November 26, 2014

Install and configure MongoDB Replica Set on a Windows Server

Introduction

MongoDB is an open-source NoSQL document database that provides high performance, high availability and easy scalability.

Diagram 1. Replicaset across multiple servers
Diagram 1. Replicaset across multiple servers
In this tutorial I will highlight its high availability feature by creating a Replica Set. This is a synchronized data set across multiple instances on preferably geographically spread servers. A basic design would look like Diagram 1.

I will implement a Role-Based Access Control to manage access to the MongoDB services. This will include an Admin for obvious administration purposes and a user which will be used for the Application only.

MongoDB gameplan

MongoDB instances run on different ports. For this setup we will use the following schema:
  • Port 27017 (default port) - Primary instance in Data Center 1, Server A.
  • Port 27020 - Secondary instance in Data Center 1, Server A.
  • Port 27030 - Secondary instance in Data Center 2, Server B.
These ports must be allowed in the TCP Firewall rules. If you want to use the Webbased monitoring page, allow 28017, 28020 & 28030 (+1000) as well.
Think about a name for the Replica Set. In this tutorial I will use: "replicaset"
Our Database Admin User will be: "admin".
The Application User will be named: "appuser"

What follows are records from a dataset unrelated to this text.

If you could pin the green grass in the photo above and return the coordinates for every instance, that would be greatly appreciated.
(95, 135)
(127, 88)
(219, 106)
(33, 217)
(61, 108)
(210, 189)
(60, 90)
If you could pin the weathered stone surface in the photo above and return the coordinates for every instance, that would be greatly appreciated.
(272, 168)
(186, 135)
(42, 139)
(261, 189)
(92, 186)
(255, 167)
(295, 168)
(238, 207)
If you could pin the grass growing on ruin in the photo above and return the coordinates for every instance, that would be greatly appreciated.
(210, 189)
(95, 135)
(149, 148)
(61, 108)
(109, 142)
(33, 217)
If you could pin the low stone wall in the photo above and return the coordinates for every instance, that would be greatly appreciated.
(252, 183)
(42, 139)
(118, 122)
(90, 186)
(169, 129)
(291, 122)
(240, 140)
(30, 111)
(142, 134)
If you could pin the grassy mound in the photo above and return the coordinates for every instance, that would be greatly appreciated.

Download and install MongoDB

Download the MongoDB ZIP here: http://www.mongodb.org/downloads, I prefer the ZIP instead of the installer, because MongoDB is a standalone application and I want full control. Unpack the contents in for example: D:\mongodb\ so you will see D:\mongodb\bin\. This must be done on all MongoDB servers. While we are here, create:
  • D:\mongodb\data\replicaset-PORT\ (where PORT is a placeholder for the used port)
  • D:\mongodb\log\

MongoDB Configuration File

Configuration settings can be stored in a config file. The file extension can be random, but using .cfg would be a sane choice.
  • On Server A create file: D:\mongodb\replicaset-27017.cfg, with the following lines:
    • dbpath=D:\mongodb\data\replicaset-27017
    • logpath=D:\mongodb\log\replicaset-27017.log
    • logappend=true
    • port = 27017
    • replSet = replicaset
    • # keyFile=D:\mongodb\replicaset.key
    • bind_ip = 127.0.0.1,SERVERA,local
  • On Server A create file: D:\mongodb\replicaset-27020.cfg, with the following lines:
    • dbpath=D:\mongodb\data\replicaset-27020
    • logpath=D:\mongodb\log\replicaset-27020.log
    • logappend=true
    • port = 27020
    • replSet = replicaset
    • # keyFile=D:\mongodb\replicaset.key
    • bind_ip = 127.0.0.1,SERVERA,local
  • On Server B create file: D:\mongodb\replicaset-27030.cfg, with the following lines:
    • dbpath=D:\mongodb\data\replicaset-27030
    • logpath=D:\mongodb\log\replicaset-27030.log
    • logappend=true
    • port = 27030
    • replSet = replicaset
    • # keyFile=D:\mongodb\replicaset.key
    • bind_ip = 127.0.0.1,SERVERB,local
Explaining the configuration file:
  • dbpath: this is the directory where MongoDB will store the data. Each member of the Replica Set will have its own folder. If this folder does not exist MongoDB will not start.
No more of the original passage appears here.